The first thing Burrow said in his Heisman speech—after a long pause when he was choked up—was a thank-you to his offensive line. Cincinnati would be wise to use the rest of its draft to give Burrow some NFL linemen to thank in a future acceptance speech. Cincinnati ranked second-to-last in run blocking and seventh-to-last in pass blocking last year, according to Pro Football Focus, though it’s not for a lack of trying to add talent in the trenches. The Bengals drafted Alabama tackle Jonah Williams with the 11th pick last year, but he missed the season with a torn labrum. In 2018, the Bengals used their first-rounder on Ohio State center Billy Price, but he missed six games his rookie season with a foot injury and lost his job to undrafted free agent Trey Hopkins in 2019. The Bengals will have a half-day to decide who to take with the first pick of the second round, which begins on Friday, and they could select the best offensive lineman left on the board, whether that is Michigan center Cesar Ruiz, Georgia tackle Isaiah Wilson, or someone else. Other areas of the roster also need attention, but putting Burrow behind a subpar line would be a mistake, considering the Bengals play in a division with Pittsburgh, which has led the league in sacks each of the past three years, and Baltimore, which blitzed more than any other team last year.

Burrow is the fourth player the Bengals have taken no. 1 in the draft; he follows defensive tackle Dan Wilkinson in 1994, running back Ki-Jana Carter in 1995, and USC quarterback Carson Palmer in 2003. Palmer, like Burrow, won the Heisman Trophy en route to being drafted no. 1. Palmer enjoyed early success with Cincinnati, including leading the NFL in touchdown passes and completion percentage in his second season, but had a falling-out with the team and threatened retirement in 2011 rather than finish his contract with the team (Palmer was ultimately traded to Oakland).

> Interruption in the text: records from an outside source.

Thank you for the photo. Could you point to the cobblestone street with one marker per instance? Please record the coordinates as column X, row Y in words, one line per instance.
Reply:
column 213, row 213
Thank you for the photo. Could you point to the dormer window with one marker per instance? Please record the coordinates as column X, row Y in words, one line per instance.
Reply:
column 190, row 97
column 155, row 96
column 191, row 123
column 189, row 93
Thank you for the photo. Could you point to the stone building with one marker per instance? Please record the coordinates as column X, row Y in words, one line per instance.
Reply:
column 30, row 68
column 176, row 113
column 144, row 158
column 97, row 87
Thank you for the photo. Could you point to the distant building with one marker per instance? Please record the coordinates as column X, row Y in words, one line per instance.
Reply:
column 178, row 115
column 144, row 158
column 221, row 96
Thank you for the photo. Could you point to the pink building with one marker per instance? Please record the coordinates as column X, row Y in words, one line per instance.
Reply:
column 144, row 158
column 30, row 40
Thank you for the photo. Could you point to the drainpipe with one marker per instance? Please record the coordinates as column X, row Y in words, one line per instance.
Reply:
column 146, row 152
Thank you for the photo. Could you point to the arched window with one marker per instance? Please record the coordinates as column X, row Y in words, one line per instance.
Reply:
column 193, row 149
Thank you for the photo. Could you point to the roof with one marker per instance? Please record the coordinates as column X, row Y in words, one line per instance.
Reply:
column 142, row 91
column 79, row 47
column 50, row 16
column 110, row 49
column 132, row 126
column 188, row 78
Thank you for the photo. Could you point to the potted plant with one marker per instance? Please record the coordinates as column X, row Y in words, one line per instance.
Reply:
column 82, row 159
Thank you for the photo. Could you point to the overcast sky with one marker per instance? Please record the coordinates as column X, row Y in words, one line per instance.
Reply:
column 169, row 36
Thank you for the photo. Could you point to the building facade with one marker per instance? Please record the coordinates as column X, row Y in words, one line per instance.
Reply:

Palmer heavily implied in a January interview that his issues with Cincinnati were related to Bengals owner Mike Brown, who runs a much more mom-and-pop-style organization than most NFL teams.

“That’s why I wanted out: I never felt like the [Bengals] organization was really trying to win a Super Bowl, and really chasing a Super Bowl,” Palmer told Damon Amendolara.

Two days after Carson Palmer made those comments, Burrow formally hired Palmer’s brother, Jordan, as his pre-draft trainer, leading to the obvious dot-connecting that Burrow has likely heard worse stories in private from the Palmers than Carson has been willing to say in public. Whatever challenges Burrow will encounter in Cincinnati, his relationship with the Palmers likely means he knows what to expect. Further helping him is that his new office isn’t too far from home. Athens is a two-and-a-half-hour drive from Cincinnati, though Burrow told Adam Schefter, “I can make it in 2:15 if I’m going pretty fast.”

Burrow doesn’t have to go far to reach Cincinnati, but he is expected to take Cincinnati a long way.